Dataocean AI Has Participated in Creating the Open-Source Dataset GigaSpeech 2: A Large-Scale and Multi-Domain ASR Corpus for Low-Resource Languages

#AI--Dataocean AI has collaborated with Shanghai Jiao Tong University, The Chinese University of Hong Kong, Tsinghua University, Pengcheng Lab, AISpeech, Birch AI, and Seasalt AI to successfully devel...

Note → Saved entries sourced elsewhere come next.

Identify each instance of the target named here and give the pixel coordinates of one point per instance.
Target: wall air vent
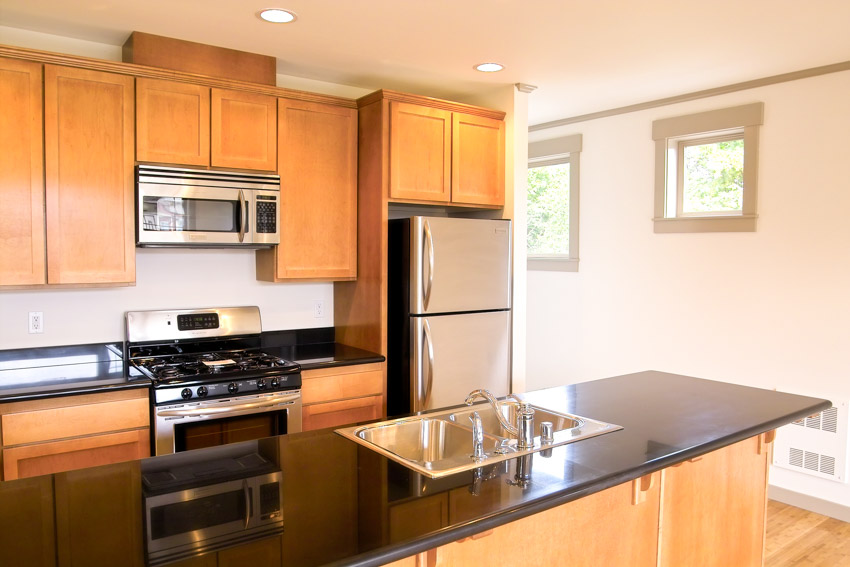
(815, 445)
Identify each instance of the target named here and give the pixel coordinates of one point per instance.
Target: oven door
(191, 215)
(186, 426)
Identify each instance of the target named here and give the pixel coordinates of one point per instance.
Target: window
(706, 170)
(552, 204)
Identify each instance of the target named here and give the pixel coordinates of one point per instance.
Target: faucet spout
(481, 393)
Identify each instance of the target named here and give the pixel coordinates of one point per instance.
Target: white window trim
(553, 152)
(668, 132)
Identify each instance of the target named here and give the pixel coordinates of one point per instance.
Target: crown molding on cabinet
(167, 74)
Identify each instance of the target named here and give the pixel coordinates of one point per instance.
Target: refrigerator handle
(429, 373)
(428, 280)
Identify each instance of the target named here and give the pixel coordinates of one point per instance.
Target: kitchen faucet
(524, 428)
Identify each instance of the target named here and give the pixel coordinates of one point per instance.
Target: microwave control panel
(266, 214)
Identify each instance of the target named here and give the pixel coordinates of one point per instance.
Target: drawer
(325, 387)
(74, 421)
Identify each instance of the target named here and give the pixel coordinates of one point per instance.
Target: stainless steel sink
(440, 443)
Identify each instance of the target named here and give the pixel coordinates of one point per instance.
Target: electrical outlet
(36, 320)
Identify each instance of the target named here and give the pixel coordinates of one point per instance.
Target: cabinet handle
(640, 486)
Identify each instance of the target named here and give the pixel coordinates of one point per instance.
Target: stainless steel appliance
(194, 506)
(449, 311)
(212, 384)
(203, 208)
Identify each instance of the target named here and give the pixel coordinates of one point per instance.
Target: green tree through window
(549, 209)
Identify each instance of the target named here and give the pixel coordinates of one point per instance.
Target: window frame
(556, 151)
(672, 134)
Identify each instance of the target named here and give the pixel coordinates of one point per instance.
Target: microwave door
(171, 214)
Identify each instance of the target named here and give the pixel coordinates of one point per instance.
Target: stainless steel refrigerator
(449, 311)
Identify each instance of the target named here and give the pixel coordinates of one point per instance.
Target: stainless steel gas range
(212, 383)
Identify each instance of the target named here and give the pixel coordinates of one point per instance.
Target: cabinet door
(22, 253)
(420, 152)
(478, 160)
(27, 536)
(318, 182)
(337, 414)
(714, 508)
(88, 138)
(243, 130)
(97, 501)
(59, 456)
(172, 122)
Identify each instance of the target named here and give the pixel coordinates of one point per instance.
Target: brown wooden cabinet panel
(72, 454)
(172, 122)
(22, 252)
(263, 553)
(714, 508)
(88, 139)
(243, 130)
(97, 501)
(27, 537)
(420, 152)
(318, 173)
(337, 414)
(478, 160)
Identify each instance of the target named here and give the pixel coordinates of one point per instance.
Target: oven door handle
(229, 408)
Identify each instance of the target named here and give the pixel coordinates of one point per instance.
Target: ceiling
(583, 55)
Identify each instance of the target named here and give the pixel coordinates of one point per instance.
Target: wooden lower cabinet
(61, 434)
(709, 511)
(334, 397)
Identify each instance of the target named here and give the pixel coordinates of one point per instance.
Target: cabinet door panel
(88, 134)
(172, 122)
(318, 176)
(714, 508)
(244, 130)
(478, 160)
(420, 152)
(22, 253)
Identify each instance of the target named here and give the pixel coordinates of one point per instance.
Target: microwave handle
(243, 215)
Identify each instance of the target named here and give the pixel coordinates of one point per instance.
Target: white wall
(769, 309)
(165, 279)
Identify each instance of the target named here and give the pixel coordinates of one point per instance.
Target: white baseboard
(825, 507)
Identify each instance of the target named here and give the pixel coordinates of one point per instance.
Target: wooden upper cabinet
(478, 160)
(243, 130)
(420, 152)
(88, 139)
(22, 256)
(318, 186)
(172, 122)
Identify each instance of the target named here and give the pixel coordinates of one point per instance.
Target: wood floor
(797, 537)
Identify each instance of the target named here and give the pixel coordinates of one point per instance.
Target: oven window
(197, 514)
(211, 433)
(190, 215)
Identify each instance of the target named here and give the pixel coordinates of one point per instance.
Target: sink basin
(439, 443)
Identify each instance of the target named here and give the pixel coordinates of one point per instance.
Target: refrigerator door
(459, 265)
(455, 354)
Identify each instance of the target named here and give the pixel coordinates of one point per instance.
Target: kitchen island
(684, 482)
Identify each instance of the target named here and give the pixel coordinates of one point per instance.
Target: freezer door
(455, 354)
(459, 265)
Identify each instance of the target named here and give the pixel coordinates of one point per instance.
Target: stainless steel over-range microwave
(203, 208)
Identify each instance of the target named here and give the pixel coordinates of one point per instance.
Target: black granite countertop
(346, 505)
(28, 374)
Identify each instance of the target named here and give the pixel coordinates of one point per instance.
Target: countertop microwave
(205, 208)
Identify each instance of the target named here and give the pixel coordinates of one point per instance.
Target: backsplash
(165, 279)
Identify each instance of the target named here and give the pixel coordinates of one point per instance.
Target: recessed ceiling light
(489, 67)
(277, 15)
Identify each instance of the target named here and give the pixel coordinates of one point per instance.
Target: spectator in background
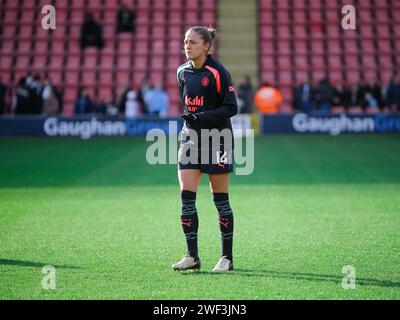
(121, 99)
(51, 105)
(21, 100)
(303, 95)
(370, 100)
(376, 91)
(245, 93)
(36, 90)
(324, 96)
(83, 104)
(339, 95)
(3, 91)
(108, 108)
(91, 32)
(132, 108)
(392, 94)
(157, 101)
(144, 88)
(125, 19)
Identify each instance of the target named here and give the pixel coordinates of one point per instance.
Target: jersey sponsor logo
(197, 101)
(216, 76)
(205, 82)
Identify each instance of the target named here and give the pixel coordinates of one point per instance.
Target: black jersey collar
(208, 59)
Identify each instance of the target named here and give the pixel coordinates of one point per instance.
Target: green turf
(109, 222)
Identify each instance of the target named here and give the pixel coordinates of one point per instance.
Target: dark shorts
(207, 162)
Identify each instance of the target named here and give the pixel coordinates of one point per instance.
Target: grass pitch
(108, 222)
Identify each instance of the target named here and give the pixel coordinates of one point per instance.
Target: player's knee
(189, 218)
(225, 214)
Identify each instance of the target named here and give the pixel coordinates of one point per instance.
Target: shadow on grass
(22, 263)
(298, 276)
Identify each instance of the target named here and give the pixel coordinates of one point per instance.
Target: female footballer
(206, 142)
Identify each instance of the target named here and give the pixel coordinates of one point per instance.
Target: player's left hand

IRVINE, Calif.: #AI--Dataocean AI has collaborated with Shanghai Jiao Tong University, The Chinese University of Hong Kong, Tsinghua University, Pengcheng Lab, AISpeech, Birch AI, and Seasalt AI to successfully develop GigaSpeech 2. The development and test sets of GigaSpeech 2 are labeled by a professional team from Dataocean AI.

GigaSpeech 2 Overview

GigaSpeech 2 is an ever-expanding, large-scale, multi-domain, and multilingual speech recognition corpus designed to promote research and development in low-resource language speech recognition. GigaSpeech 2 raw contains 30,000 hours of automatically transcribed audio, covering Thai, Indonesian, and Vietnamese. After multiple rounds of refinement and iteration, GigaSpeech 2 refined offers 10,000 hours of Thai, 6,000 hours of Indonesian, and 6,000 hours of Vietnamese. The test sets labeled by Dataocean AI for Thai and Indonesian, each consist of 10 hours, while the development sets are 10 hours for Thai and Indonesian. The team have also open-sourced multilingual speech recognition models trained on the GigaSpeech 2 data, achieving performance comparable to commercial speech recognition services.

Dataset Construction

The construction process of GigaSpeech 2 has also been open-sourced. This is an automated process for building large-scale speech recognition datasets from vast amounts of unlabeled audio available on the internet. The automated process involves data crawling, transcription, alignment, and refinement. Initially, Whisper is used for preliminary transcription, followed by forced alignment with TorchAudio to produce GigaSpeech 2 raw through multi-dimensional filtering. The dataset is then refined iteratively using an improved Noisy Student Training (NST) method, enhancing the quality of pseudo-labels through repeated iterations, ultimately resulting in GigaSpeech 2 refined.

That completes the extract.